Cybercriminalité : constat partagé d’incapacité et d’impréparation
Le troisième forum international de la cybercriminalité, qui s’est ouvert ce matin du 24 mars à Lille, ne sera pas l’occasion d’un satisfecit. La plupart des acteurs réunis pour débattre par les organisateurs semblent s’accorder sur un point : les limites des efforts déjà engagés en matière de prévention comme de répression. L’occasion pour les politiques présents de promettre d’aller plus loin.

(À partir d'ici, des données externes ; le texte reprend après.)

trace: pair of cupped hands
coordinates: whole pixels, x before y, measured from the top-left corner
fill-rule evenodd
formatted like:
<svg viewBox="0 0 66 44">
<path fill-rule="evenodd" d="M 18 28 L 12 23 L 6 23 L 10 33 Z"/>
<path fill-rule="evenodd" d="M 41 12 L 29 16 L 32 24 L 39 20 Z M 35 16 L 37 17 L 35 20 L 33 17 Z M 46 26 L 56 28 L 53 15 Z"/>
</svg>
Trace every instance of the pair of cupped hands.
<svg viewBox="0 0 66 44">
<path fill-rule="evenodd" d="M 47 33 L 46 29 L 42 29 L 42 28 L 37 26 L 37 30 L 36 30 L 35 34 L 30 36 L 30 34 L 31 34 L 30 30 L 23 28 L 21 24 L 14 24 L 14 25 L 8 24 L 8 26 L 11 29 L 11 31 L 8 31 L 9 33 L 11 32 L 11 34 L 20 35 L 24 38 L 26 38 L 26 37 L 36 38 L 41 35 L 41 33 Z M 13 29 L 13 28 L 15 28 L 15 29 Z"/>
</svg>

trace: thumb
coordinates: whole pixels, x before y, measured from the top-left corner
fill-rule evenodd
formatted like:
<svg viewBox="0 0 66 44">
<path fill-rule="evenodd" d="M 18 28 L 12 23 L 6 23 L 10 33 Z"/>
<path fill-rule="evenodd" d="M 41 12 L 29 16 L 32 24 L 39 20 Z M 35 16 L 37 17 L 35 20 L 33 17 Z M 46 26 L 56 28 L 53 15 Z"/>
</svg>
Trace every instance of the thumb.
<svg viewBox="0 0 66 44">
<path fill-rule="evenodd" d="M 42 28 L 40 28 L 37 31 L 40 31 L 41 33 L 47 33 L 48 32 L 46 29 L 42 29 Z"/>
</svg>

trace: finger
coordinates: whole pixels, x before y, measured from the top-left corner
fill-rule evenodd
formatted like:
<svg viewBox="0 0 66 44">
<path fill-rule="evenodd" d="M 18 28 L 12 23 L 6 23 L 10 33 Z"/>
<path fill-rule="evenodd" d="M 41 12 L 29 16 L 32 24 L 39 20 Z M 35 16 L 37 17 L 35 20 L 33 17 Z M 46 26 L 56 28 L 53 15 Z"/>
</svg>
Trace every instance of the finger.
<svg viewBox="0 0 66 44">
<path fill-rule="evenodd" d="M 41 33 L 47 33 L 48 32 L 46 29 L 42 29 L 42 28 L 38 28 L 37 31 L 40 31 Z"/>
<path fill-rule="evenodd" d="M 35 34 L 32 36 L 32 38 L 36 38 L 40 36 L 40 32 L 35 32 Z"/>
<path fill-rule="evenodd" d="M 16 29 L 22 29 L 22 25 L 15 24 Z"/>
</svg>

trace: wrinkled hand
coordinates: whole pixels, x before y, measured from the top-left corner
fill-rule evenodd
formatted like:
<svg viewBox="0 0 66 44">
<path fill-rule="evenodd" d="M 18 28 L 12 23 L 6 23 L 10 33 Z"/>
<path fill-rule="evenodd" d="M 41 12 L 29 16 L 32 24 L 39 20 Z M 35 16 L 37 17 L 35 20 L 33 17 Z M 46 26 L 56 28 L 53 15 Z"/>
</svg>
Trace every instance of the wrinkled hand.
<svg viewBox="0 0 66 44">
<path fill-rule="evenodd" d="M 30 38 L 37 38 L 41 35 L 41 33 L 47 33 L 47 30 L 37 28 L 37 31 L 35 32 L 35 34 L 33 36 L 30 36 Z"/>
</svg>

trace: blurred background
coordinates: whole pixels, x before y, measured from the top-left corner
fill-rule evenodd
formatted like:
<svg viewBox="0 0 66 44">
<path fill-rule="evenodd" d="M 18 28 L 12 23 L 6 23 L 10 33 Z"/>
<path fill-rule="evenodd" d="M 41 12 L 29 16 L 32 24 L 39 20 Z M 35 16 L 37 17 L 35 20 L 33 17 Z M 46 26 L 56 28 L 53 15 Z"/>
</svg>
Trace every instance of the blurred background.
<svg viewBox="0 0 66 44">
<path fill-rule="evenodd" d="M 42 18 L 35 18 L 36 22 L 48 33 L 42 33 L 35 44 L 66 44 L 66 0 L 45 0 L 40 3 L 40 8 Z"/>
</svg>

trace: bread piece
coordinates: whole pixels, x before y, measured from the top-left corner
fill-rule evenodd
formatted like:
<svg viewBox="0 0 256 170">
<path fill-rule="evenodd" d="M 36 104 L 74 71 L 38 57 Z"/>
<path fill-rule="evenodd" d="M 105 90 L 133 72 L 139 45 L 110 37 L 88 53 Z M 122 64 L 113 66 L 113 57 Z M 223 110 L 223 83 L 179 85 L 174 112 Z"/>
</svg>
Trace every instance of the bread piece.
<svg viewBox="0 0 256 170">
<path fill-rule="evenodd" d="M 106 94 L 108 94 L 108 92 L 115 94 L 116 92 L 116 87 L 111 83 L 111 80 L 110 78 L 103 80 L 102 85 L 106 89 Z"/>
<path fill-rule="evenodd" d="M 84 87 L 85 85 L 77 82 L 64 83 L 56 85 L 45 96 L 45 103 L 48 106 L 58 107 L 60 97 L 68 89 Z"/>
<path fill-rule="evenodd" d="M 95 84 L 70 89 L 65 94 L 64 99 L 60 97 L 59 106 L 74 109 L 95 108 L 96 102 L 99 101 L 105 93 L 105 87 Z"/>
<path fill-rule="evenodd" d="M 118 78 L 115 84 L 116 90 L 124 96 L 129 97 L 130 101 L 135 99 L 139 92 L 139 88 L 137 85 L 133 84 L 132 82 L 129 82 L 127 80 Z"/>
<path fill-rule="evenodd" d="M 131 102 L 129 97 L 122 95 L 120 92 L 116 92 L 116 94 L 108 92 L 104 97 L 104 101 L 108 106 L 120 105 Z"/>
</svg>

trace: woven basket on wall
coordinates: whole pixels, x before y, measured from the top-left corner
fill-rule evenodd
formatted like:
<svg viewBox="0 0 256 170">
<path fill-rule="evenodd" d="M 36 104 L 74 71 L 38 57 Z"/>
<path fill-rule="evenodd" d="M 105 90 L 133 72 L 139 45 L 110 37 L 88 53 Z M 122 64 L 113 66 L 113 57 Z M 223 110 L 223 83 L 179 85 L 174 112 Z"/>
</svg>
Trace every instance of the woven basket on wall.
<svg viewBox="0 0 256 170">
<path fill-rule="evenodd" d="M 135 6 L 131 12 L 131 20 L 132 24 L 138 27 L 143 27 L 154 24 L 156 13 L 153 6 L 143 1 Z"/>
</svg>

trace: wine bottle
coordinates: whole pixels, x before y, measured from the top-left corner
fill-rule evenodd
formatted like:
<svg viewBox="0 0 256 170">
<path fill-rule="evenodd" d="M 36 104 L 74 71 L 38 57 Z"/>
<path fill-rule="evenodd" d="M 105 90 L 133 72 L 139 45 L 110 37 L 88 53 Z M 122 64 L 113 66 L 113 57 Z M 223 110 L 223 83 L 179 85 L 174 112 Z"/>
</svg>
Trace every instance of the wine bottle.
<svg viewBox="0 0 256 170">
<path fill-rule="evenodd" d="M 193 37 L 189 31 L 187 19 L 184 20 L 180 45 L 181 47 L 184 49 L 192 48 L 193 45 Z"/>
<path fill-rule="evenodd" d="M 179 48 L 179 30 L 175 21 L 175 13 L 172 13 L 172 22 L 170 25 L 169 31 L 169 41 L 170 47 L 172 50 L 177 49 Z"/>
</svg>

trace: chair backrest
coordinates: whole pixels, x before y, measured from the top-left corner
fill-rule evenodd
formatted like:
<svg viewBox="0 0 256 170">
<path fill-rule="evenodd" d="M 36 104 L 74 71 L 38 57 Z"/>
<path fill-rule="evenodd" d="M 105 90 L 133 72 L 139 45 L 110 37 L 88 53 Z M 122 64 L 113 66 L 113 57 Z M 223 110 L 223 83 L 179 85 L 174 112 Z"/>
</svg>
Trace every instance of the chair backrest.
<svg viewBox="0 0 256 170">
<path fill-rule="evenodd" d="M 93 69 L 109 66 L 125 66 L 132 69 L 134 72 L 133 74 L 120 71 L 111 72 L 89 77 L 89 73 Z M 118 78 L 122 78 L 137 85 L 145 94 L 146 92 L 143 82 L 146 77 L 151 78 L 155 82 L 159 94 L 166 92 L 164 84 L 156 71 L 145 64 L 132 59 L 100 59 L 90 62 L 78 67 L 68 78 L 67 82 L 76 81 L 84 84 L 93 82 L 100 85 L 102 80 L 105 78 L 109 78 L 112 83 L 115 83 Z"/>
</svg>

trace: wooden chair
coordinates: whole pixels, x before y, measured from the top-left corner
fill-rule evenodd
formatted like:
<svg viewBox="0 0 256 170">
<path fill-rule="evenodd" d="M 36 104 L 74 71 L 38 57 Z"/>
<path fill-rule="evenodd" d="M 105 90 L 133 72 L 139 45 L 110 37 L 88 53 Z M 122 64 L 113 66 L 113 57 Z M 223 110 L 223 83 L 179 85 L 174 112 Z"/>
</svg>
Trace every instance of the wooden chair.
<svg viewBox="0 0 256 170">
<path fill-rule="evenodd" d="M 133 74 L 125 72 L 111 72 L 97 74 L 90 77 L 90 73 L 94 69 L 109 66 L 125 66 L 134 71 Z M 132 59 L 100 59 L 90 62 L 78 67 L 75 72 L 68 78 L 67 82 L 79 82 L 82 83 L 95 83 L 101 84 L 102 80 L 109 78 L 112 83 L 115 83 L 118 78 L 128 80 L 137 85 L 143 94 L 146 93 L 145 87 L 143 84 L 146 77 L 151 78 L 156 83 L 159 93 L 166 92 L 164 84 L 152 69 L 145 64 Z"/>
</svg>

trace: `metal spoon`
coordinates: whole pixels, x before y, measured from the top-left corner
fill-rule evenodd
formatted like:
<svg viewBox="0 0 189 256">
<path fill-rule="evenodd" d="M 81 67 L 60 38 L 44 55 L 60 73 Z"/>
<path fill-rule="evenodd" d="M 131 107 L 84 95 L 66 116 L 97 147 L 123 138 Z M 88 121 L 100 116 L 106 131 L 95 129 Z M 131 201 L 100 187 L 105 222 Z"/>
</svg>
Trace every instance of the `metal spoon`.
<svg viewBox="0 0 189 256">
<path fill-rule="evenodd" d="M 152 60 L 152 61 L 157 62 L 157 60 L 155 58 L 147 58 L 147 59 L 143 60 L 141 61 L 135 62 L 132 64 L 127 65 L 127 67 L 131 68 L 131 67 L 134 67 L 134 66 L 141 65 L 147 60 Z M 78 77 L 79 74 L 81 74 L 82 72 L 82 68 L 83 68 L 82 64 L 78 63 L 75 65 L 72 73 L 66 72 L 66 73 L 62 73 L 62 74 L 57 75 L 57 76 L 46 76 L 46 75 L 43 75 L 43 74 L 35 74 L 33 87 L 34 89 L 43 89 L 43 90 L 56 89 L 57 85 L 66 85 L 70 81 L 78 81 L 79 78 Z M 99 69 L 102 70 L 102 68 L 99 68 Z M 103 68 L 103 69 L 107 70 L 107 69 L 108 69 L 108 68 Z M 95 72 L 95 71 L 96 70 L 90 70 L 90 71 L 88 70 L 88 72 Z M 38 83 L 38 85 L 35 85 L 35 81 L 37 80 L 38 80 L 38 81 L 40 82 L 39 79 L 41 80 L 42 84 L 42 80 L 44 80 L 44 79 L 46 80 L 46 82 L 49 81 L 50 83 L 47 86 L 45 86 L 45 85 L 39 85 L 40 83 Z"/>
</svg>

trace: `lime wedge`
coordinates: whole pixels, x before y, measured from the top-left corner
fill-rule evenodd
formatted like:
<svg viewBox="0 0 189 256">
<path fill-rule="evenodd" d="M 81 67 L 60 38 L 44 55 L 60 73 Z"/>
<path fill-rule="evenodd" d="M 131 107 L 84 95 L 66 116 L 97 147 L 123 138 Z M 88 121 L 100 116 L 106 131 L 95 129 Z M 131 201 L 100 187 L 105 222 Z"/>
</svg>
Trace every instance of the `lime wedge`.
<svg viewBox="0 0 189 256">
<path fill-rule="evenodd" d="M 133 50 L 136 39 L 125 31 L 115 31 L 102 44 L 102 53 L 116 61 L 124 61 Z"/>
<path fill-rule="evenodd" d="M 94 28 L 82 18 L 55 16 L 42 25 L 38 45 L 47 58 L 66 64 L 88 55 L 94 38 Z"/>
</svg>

Tout va bien, mais pas tant que ça. Les intervenants sélectionnés pour l’ouverture de ce troisième forum international de la cybercriminalité, ce mardi 24 mars, à Lille, se sont prêtés avec succès à l’exercice imposé du satisfecit, vantant chacun à leur tour leurs efforts et succès en matière de lutte contre la cybercriminalité. Mais au-delà de sourires de façade, le message principal semble celui des limites de la lutte contre la cybercriminalité, en l’état des moyens humains, techniques et juridiques actuels. Ce n’est pas de bon cœur, mais Roland Gilles, directeur général de la gendarmerie nationale, le reconnaît à demi-mot : la lutte contre la cybercriminalité se heurte à la nature transfrontalière d’Internet ; « la répression de pans entiers de la cybercriminalité demande à nos Etats de trouver les dénominateurs communs d’une action transfrontalière. » Car, selon lui, une action circonscrite aux frontières « est souvent inefficace. » Jean-Michel Bérar, préfet de la zone de défense Nord, s’inquiète, de son côté, de l’extension constante du théâtre des opérations : « tout appareil permettant d’échanger des données est potentiellement exposé au piratage, au vol de données, aux activités frauduleuses. […] Il n’est pas question de faire de la paranoïa, simplement d’informer sur les risques encourus. » Et adapter les outils juridiques ; « un effort conséquent » selon lui. Même au sein de l’espace européen, la situation n’est pas totalement fluide : pour Tim Boerner, spécialiste en recherche criminelle travaillent pour le US Secret Service, basé à Frankfort, « il y a plus de deux douzaines de pays en Europe… il est très difficile d’avoir une coordination efficace. »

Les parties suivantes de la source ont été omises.